British sculptor Anish Kapoor has earned a reputation for his mind-bending artwork but it seems that one of his most recent pieces was a bit too convincing for one unsuspecting visitor. He fell into it.
The piece in question is Kapoor's Descent into Limbo – a name that may hit a little too close to home for said visitor. The optical illusion resembles a 2D circle straight out of a Wile E. Coyote cartoon on the surface. In reality, it is a three-dimensional void 2.5 meters (8 feet) deep coated in an intensely dark black pigment that absorbs virtually all light.
It is currently on display at the Serralves Museum in Portugal, where a 60-year-old Italian tourist had the unfortunate run-in on Monday. According to reports, there were caution signs and staff guarding the hole so exactly how the accident happened is a little uncertain – especially as he went to the museum to see that very exhibit. The good news is that, after a brief stint in a hospital, the man is "recovering well".
Meanwhile, at the museum, staff had to temporarily close the exhibit and install new safety measures.
The pigment that gives the void its peculiar shade may be vantablack, described as the "world's blackest black", which Kapoor secured the rights to back in 2016. Unsurprisingly, this effort by one artist to monopolize a color caused a furor in the art world and even sparked a color war between the "blackest black" and the "pinkest pink".

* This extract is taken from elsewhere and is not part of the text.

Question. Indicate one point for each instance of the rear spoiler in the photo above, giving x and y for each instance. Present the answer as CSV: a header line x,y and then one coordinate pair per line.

Vantablack is a recent invention, created by a British manufacturing company called NanoSystem in 2014 for scientific and military uses rather than artistic expression. It is able to absorb 99.6 percent of light, making it look as though a dimension-hopping hole really has been cut out of the universe. How? you might ask. It is so absorbent because it comprises tiny microscopic stems of color 300 times taller than they are wide. The result is that not even the light of a laser is visible when shone on the color.
But vantablack might not be the problem here. Descent into Limbo was first made and exhibited in 1992, more than 20 years before the discovery.